Canadian Mennonite University

2026 Friesen Lecture Series | The Shifting National Identities of Mennonites in Polish/German Lands (videos)

Featuring Dr. Mark Jantzen, Professor of History, Bethel College, North Newton, Kansas

January 22, 2026

Dr. Mark Jantzen is a native of Nebraska and a Bethel College graduate who has lived and worked extensively in Europe. From 1988-91, he studied theology at Humboldt University in East Berlin as part of the Mennonite Central Committee (MCC) East Europe Study/Service Program, and from 1993-96, he worked at resource development for Bread of Life in Belgrade, Serbia, and as regional coordinator for MCC.

He is author of Mennonite German Soldiers: Nation, Religion and Family in the Prussian East, 1772-1880 (University of Notre Dame Press, 2010) and The Wrong Side of the Wall: An American in East Berlin during the Peaceful Revolution (1993).

Dr. Mark Jantzen

He was a contributing editor for Volume 5 of Mennonitisches Lexikon (2020). With John D. Thiesen, he is co-editor of two translations, The Military Service Exemption of the Mennonites of Provincial Prussia by Wilhelm Mannhardt (Bethel College, 2013) and The Danzig Mennonite Church: Its Origin and History from 1569-1919 by H.G. Mannhardt (Pandora Press, 2007), and two volumes of collected research, European Mennonites and the Challenge of Modernity over Five Centuries: Contributors, Detractors, and Adapters (Bethel College, 2016) and European Mennonites and the Holocaust (University of Toronto Press in association with the United States Holocaust Memorial Museum, 2020). He is also co-director of the Mennonite Polish Studies Association.

Lecture 1 | Changing Old Martyrs for New in 19th-Century Prussia

11:00 AM | CMU Chapel (600 Shaftesbury Blvd.)

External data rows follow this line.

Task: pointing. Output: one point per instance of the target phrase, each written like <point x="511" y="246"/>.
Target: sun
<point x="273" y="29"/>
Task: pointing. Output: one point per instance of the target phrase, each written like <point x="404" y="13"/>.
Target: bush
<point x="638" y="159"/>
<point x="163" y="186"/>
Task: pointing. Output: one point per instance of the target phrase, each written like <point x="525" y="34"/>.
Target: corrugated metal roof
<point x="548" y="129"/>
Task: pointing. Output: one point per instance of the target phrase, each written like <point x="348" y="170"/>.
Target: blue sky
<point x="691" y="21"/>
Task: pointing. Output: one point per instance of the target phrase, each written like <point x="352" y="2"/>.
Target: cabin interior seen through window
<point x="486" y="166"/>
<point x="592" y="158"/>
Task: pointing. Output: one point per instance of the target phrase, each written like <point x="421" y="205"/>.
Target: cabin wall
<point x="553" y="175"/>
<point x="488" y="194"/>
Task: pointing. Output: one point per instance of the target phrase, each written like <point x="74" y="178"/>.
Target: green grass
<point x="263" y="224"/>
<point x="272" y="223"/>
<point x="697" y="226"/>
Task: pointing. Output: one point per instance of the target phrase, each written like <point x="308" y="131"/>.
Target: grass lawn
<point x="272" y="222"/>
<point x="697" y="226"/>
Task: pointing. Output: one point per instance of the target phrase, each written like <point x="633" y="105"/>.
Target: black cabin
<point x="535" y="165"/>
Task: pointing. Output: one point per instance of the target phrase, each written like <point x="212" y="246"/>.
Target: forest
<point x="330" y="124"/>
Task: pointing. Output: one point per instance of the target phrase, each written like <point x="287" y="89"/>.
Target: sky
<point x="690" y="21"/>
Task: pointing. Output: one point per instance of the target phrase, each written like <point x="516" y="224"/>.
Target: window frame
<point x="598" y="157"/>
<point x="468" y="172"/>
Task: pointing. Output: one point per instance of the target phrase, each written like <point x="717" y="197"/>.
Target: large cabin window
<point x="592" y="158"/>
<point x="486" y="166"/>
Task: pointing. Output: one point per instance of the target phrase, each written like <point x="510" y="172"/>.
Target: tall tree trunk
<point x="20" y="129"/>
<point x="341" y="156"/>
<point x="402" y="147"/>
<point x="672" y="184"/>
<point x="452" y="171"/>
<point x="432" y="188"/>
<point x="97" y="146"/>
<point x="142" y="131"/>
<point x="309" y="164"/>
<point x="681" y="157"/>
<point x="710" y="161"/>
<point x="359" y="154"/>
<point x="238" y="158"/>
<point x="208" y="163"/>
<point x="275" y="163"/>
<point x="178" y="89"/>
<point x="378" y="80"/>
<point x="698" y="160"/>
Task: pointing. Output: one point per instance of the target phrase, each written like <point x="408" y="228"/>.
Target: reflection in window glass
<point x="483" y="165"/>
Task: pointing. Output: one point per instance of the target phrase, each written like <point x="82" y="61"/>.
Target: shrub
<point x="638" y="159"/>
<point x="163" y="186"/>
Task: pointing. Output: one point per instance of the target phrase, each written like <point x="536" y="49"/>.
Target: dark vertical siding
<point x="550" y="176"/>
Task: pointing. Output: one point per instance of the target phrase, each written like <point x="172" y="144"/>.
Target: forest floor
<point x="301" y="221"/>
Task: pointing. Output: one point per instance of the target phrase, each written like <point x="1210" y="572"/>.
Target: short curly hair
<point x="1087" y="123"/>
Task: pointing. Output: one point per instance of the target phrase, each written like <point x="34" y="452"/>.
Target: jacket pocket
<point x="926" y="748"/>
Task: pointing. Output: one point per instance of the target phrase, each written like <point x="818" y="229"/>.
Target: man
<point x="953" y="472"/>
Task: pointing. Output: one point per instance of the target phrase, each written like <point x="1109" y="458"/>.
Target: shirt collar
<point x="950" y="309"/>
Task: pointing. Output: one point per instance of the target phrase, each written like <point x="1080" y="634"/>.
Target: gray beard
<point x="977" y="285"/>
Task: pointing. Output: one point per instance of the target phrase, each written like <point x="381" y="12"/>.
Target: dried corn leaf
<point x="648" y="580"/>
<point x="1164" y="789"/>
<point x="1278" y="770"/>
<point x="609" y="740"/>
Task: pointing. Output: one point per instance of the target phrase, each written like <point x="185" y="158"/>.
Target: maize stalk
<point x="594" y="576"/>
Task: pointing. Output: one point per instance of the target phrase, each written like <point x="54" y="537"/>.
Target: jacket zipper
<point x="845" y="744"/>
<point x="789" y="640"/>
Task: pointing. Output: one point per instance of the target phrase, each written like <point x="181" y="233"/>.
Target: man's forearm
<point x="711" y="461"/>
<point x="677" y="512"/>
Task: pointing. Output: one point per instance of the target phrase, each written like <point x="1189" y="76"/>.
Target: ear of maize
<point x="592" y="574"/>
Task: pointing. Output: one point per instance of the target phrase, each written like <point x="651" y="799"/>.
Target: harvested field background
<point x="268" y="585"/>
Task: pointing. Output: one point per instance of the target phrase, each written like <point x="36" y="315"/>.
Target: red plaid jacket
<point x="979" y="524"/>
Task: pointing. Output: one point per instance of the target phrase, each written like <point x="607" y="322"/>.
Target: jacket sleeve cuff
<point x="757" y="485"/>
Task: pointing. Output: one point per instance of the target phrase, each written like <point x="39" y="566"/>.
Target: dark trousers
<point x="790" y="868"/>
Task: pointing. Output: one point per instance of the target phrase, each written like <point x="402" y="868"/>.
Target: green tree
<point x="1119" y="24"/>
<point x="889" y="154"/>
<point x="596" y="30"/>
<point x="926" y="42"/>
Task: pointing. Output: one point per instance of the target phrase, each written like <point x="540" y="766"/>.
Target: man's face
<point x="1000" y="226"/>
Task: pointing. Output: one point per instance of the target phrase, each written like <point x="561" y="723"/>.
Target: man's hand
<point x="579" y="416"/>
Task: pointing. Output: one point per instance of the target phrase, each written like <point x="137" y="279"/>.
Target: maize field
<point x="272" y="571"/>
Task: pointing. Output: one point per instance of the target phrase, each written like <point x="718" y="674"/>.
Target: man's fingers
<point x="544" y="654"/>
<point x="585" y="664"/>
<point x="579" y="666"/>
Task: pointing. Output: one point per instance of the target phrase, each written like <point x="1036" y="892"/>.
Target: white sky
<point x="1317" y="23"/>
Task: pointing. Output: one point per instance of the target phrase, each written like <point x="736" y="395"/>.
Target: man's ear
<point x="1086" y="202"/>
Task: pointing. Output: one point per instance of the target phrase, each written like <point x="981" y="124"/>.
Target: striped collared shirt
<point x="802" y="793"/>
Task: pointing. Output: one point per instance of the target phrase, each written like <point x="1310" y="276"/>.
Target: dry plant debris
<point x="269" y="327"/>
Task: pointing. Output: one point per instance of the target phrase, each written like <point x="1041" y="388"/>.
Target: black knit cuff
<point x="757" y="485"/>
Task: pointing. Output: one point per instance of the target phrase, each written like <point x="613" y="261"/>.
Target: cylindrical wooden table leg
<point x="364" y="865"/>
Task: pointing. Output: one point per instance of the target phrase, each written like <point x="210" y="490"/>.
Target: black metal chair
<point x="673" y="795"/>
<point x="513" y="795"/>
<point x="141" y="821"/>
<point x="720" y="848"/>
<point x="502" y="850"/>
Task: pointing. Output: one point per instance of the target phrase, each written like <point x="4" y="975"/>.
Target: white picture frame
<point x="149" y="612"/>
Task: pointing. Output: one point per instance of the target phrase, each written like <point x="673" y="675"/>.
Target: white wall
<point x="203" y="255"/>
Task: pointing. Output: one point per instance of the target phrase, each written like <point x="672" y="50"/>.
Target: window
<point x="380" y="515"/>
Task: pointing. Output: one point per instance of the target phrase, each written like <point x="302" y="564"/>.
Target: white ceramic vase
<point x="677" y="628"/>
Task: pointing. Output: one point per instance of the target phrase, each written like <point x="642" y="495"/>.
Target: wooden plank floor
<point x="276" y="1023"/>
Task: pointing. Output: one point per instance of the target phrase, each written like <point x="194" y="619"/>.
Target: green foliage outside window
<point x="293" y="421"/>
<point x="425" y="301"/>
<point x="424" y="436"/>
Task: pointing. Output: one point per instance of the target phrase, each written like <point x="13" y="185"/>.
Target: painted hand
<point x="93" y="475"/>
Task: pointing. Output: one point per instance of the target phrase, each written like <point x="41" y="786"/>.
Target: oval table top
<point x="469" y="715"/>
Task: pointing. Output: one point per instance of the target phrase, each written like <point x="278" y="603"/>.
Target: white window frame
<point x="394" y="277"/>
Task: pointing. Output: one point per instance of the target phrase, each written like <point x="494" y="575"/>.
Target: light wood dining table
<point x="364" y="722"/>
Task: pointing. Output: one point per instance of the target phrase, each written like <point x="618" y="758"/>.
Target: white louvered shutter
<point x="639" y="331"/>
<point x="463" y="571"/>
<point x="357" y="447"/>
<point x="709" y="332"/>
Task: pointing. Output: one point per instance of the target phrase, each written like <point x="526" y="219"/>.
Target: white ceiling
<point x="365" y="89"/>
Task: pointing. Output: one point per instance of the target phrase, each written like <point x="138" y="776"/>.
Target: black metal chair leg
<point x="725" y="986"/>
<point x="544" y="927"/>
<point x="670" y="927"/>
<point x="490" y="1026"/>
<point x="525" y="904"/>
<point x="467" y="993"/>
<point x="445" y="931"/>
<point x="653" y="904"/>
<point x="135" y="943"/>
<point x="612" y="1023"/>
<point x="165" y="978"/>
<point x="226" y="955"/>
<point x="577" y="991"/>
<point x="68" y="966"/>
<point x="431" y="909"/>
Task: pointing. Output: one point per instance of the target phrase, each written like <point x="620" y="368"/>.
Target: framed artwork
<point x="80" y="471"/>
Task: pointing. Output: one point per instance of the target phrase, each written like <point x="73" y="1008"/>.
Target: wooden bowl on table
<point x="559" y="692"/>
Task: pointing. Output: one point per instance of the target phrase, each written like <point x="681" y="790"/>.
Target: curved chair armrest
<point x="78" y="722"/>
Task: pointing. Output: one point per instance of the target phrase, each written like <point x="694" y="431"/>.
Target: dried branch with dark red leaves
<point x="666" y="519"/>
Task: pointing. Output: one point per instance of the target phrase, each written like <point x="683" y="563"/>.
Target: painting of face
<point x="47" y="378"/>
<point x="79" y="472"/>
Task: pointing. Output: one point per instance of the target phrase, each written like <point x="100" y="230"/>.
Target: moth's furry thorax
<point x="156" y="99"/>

In the 1780s, under the stress of switching from life under Polish rule to new Prussian rulers during the Partitions of Poland, Mennonites in the Vistula Delta published a slim volume of martyrs' stories in anticipation of new hardships and to renew their spiritual commitments to oath avoidance, non-resistance, and adult baptism. By the second half of the 1800s, however, many stopped referring to these old stories and found instead new sources of inspiration in the stories of more modern national heroes and martyrs, giving rise to conflicting martyr narratives in the same Mennonite community.

Lecture 2 | So Maybe We Are All Polish?

7:00 PM | CMU Chapel (600 Shaftesbury Blvd.)

The Mennonites of the Vistula Delta were subjects of the Polish king for over two centuries, serving until 1793 as one small patch on the multi-lingual, multi-faith, multi-ethnic tapestry that was the Polish Lithuanian Commonwealth. The majority who ended up first under the Prussian kings and then the German Emperors and did not emigrate adopted a German national identity while remaining on lands Polish nationalists still considered Polish. Identifying and identified as Germans, all but a handful fled or were expelled at the end of World War II, leaving behind an architectural and cultural legacy. With the demise of Communism and the passage of time, local Poles, many whose grandparents arrived as refugees from the east taking over former Mennonite houses and churches, are now celebrating the presence of Mennonite culture in Poland in order once again to highlight Polish religious diversity.